La bataille de l’abrogation a commencé. De l’abrogation de la loi retraite s’entend. En quelques jours la tension est montée, cristallisant un moment parlementaire qui dépasse largement le seul problème des retraites.
L’enjeu est double car il concerne deux fondamentaux de la République : non seulement la justice sociale à laquelle les Français demeurent fortement attachés mais aussi et peut-être avant tout la démocratie. L’idée qui infuse depuis trop longtemps parmi nombre de responsables est de considérer mezzo voce que la démocratie est une variable d’ajustement aux pré-requis de la mondialisation. Alors qu’à l’Assemblée nationale, le groupe LIOT, « Libertés, Indépendants, Outre-mer et Territoires » s’apprête à défendre une proposition de loi visant à abroger ce que l’usage du 49-3 a permis d’adopter voici tout juste un mois au Parlement, l’exécutif se cabre dans une inquiétante figure de crispation qui trahit pour le moins une évidente fébrilité.
Confronté au risque non nul d’un vote qui tournerait à son désavantage, le pouvoir entend d’une manière ou d’une autre empêcher la représentation nationale de délibérer.

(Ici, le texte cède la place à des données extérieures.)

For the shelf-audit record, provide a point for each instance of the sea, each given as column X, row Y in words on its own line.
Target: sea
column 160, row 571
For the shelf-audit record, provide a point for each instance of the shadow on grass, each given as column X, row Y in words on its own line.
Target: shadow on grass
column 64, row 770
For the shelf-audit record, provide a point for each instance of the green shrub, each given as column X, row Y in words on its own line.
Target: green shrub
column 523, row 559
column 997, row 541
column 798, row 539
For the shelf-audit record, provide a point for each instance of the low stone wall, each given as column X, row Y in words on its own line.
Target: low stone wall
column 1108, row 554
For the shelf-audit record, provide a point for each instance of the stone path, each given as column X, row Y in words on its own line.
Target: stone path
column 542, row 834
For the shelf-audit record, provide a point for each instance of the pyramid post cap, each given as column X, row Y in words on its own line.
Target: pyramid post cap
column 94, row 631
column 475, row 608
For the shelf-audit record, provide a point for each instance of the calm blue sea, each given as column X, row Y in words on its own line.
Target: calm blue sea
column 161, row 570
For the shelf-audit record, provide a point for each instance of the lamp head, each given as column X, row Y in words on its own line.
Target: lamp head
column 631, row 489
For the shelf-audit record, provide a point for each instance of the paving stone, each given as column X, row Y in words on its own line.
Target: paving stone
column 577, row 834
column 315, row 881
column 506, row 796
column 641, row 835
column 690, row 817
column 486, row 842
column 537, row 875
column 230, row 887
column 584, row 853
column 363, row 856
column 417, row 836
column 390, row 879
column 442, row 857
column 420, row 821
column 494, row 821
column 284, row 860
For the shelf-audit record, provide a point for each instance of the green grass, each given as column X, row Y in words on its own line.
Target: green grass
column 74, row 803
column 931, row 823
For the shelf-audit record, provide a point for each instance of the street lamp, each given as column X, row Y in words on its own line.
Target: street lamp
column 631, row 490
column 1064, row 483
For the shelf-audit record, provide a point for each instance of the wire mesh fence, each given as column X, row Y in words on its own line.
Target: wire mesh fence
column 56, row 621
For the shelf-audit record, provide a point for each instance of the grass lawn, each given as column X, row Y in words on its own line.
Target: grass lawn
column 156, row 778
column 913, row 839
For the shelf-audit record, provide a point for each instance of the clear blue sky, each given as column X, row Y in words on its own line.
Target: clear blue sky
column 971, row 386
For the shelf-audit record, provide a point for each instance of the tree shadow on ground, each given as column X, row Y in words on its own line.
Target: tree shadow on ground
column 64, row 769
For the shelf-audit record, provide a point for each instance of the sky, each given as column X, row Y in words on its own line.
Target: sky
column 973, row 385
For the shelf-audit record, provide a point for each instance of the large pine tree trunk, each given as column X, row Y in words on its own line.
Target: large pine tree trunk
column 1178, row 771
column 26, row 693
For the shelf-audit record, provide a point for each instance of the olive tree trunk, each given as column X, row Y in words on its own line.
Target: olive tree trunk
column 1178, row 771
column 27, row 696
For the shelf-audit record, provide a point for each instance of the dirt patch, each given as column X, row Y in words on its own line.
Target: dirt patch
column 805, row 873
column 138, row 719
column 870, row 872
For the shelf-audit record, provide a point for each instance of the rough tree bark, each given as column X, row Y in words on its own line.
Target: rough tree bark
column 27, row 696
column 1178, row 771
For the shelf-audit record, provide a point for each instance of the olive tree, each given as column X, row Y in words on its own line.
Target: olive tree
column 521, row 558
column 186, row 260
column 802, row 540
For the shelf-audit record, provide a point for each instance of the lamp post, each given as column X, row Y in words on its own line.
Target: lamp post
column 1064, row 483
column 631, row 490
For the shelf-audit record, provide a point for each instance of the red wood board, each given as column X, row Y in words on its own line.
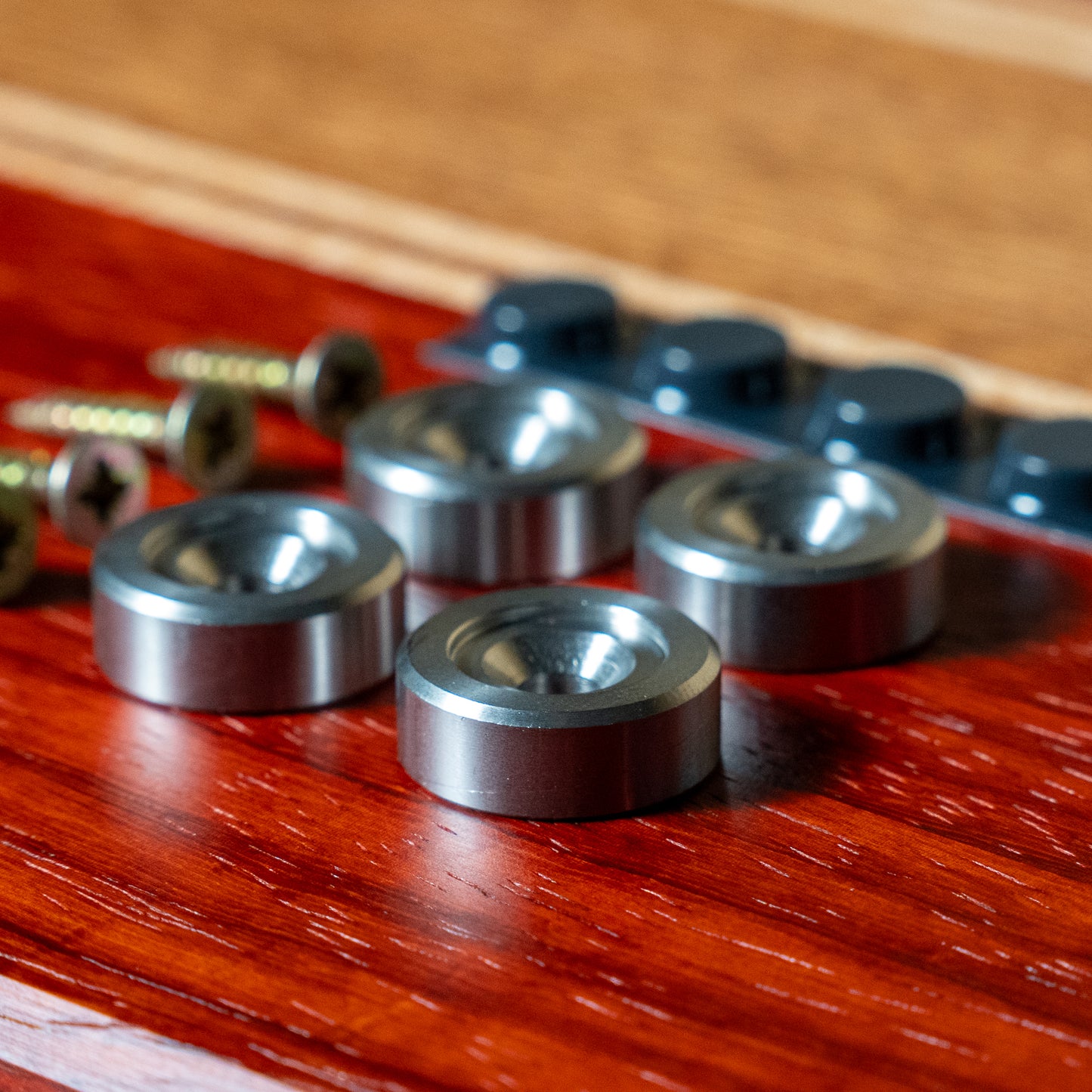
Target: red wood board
column 886, row 888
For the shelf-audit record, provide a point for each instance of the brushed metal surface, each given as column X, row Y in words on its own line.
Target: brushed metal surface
column 253, row 602
column 500, row 484
column 558, row 702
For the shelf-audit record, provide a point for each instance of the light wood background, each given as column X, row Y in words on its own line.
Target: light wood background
column 826, row 155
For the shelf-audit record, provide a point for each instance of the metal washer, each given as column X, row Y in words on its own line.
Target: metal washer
column 558, row 702
column 797, row 565
column 493, row 484
column 248, row 603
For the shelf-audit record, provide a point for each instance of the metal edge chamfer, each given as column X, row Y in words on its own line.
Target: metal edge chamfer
column 493, row 484
column 94, row 486
column 558, row 702
column 210, row 437
column 336, row 379
column 797, row 565
column 19, row 540
column 248, row 603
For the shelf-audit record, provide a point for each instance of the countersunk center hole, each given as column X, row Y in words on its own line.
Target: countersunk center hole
column 557, row 660
column 500, row 432
column 242, row 564
column 797, row 518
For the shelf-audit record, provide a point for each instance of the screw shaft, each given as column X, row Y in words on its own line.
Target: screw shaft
column 255, row 372
column 139, row 421
column 26, row 470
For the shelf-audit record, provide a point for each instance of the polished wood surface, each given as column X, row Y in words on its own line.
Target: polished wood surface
column 886, row 887
column 907, row 188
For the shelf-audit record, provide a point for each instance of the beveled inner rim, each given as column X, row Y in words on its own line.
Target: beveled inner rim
column 804, row 512
column 557, row 650
column 497, row 429
column 247, row 555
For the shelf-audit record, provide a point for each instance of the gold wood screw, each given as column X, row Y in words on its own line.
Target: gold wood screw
column 206, row 435
column 91, row 487
column 19, row 540
column 334, row 378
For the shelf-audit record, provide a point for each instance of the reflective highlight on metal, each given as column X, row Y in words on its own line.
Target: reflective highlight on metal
column 336, row 377
column 797, row 565
column 248, row 603
column 491, row 484
column 558, row 702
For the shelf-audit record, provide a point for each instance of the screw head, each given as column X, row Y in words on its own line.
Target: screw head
column 19, row 540
column 211, row 437
column 339, row 375
column 95, row 485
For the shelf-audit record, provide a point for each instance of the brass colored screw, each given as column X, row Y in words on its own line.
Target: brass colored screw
column 19, row 540
column 206, row 435
column 93, row 486
column 336, row 377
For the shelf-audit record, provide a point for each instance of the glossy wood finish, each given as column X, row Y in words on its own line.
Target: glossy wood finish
column 908, row 189
column 887, row 887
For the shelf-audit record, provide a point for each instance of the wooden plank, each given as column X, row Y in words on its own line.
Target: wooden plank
column 1053, row 35
column 886, row 887
column 345, row 230
column 73, row 1047
column 917, row 191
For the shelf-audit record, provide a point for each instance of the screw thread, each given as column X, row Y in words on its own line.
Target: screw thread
column 255, row 372
column 139, row 421
column 25, row 470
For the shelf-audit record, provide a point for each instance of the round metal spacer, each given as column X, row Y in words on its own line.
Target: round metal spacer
column 493, row 484
column 19, row 540
column 248, row 603
column 558, row 702
column 797, row 565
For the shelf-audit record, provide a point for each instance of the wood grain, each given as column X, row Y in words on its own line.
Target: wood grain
column 902, row 188
column 886, row 887
column 402, row 247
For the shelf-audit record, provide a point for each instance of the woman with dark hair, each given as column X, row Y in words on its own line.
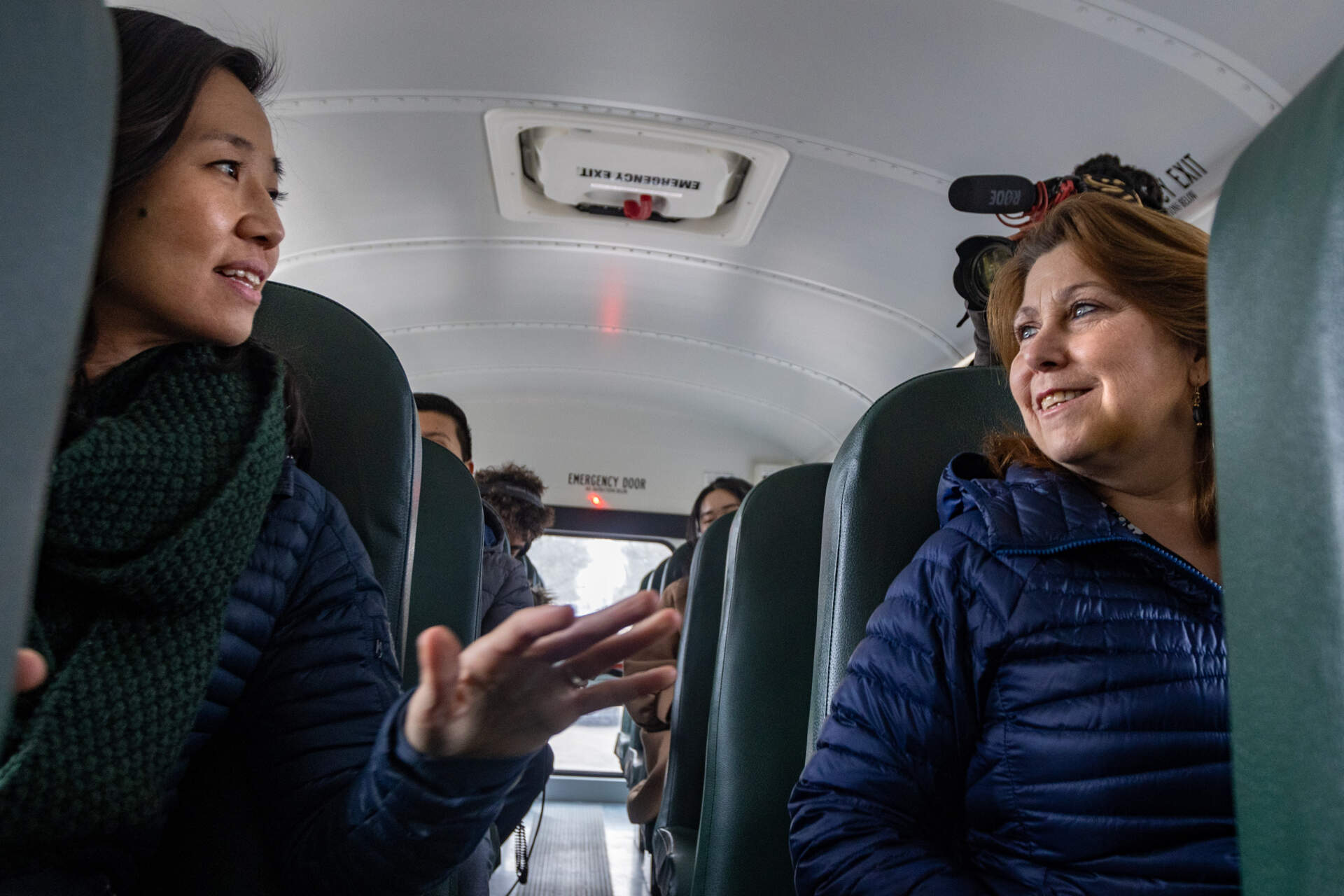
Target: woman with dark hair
column 714, row 500
column 1041, row 704
column 192, row 580
column 652, row 713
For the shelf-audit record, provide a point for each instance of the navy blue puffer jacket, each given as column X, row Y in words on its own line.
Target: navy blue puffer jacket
column 1038, row 707
column 308, row 682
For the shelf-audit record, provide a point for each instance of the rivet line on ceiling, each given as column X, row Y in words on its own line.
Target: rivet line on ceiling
column 628, row 331
column 673, row 381
column 1259, row 96
column 569, row 245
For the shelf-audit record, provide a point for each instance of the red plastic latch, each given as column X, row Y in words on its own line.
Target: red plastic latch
column 638, row 210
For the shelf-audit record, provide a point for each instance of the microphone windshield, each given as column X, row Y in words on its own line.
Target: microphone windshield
column 992, row 194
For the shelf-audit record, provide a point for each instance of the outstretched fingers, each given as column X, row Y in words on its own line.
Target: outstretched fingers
column 521, row 631
column 617, row 691
column 610, row 650
column 593, row 628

Un jour la Première ministre au mépris des convenances institutionnelles les plus élémentaires peut affirmer sans coup férir que l’initiative de LIOT est « anticonstitutionnelle », un autre une secrétaire d’Etat en roue libre n’hésite pas à professer que tout sera fait pour éviter ce débat là… Jusqu’à présent la présidente de l’Assemblée nationale, quant à elle, avait de son côté montré une réserve scrupuleuse à ne pas entraver les droits légitimes de l’Assemblée. Il semblerait que, sous la pression de son propre camp, elle soit en passe de se rallier au diktat de l’Elysée et de Matignon qui ne veulent en aucun cas entendre parler de la démarche du groupe LIOT dont ils supputent à raison que si elle atteignait son objectif elle validerait le diagnostic opéré par nombre d’acteurs et d’observateurs sur l’état de crise de nos institutions. En effet comment nier celui-ci si après l’opposition des syndicats, celle massive et inscrite dans la durée de l’opinion, l’Assemblée nationale en venait à s’exprimer majoritairement en faveur d’un texte détricotant ce qui est présenté comme l’une des matrices réformistes du macronisme en saison 2 ? Quand bien même la portée juridique resterait contenue, la symbolique politique n’en demeurerait pas moins corrosive.
C’est manifestement ce que veut s’épargner l’exécutif en incitant la présidente de l’Assemblée à déclencher subrepticement l’article 40 de la Constitution en excipant l’irrecevabilité financière du dispositif législatif proposée par les députés de LIOT.
Outre que Madame Braun-Pivet en viendrait à se dédire, et à passer à côté de l’exigence de sa fonction, la manœuvre pourrait renforcer la perception d’un pouvoir qui se raidit toujours plus et ce faisant paraît désormais comme épouvanté par l’extrême fragilité de sa base parlementaire. Pendant la crise démocratique, la crise politique s’accélère, la seconde renforçant inévitablement la première.